Siana Whatarau, another volunteer and a recent Victoria University (NZ) graduate in marine biology who works at the Cook Islands National Environment Service, praises the localised, hands-on learning.
“As much as I’ve learned from university, I didn’t get much practical experience – next to no traditional knowledge or relevant learnings for the Cooks,” she said. “We don’t do tropical marine science in New Zealand; it’s a different ecosystem. This has been a great opportunity to apply tertiary knowledge in a local context.”
A generation of ocean guardians
At present, the team ventures out around twice a week to hunt taramea.
“We’re hitting it hard right now, before the summertime spawning months: thinning out the population to try to ensure spawning success will be compromised,” said Rongo.

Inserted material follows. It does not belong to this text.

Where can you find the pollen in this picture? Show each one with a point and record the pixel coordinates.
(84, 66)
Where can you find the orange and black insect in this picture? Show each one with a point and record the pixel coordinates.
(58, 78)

So far, they’ve collected over 3,700 taramea. The outbreak isn’t over, but it’s contained to the island’s northern and western sides, and population density is now much lower than it was during the previous outbreak.
“When we were dealing with the 1990s outbreak, in a small area – let’s say 50 by 10 metres (164 by 32 feet) – you’d find about 100 taramea,” said Rongo. “That’s not what we’re seeing now: we’d probably find one.” The natural density of taramea in a balanced ecosystem is still significantly lower, at less than one per hectare (2.5 acres).
The team has also successfully managed an outbreak on nearby Mitiaro Island over the period 2019-2021, and in 2021 began addressing one on its neighbour, Mauke Island – including by training up local youth to free-dive safely for taramea.
Looking ahead, and with their work supported by leading international funders such as the EU’s Global Climate Change Alliance Plus (GCCA+SUPA) and Indigenous stewardship-focused Nia Tero and Synchronicity Earth, the team is motivated to continue the work for as long as it takes to bring the taramea population back into balance – and to upskill and equip its young divers with knowledge and know-how in the process.
“It’s given me a deeper appreciation and love for the ocean,” said Herman, “and how this ecosystem is very delicate: just a slight tip in the balance is all it could take to destroy it.”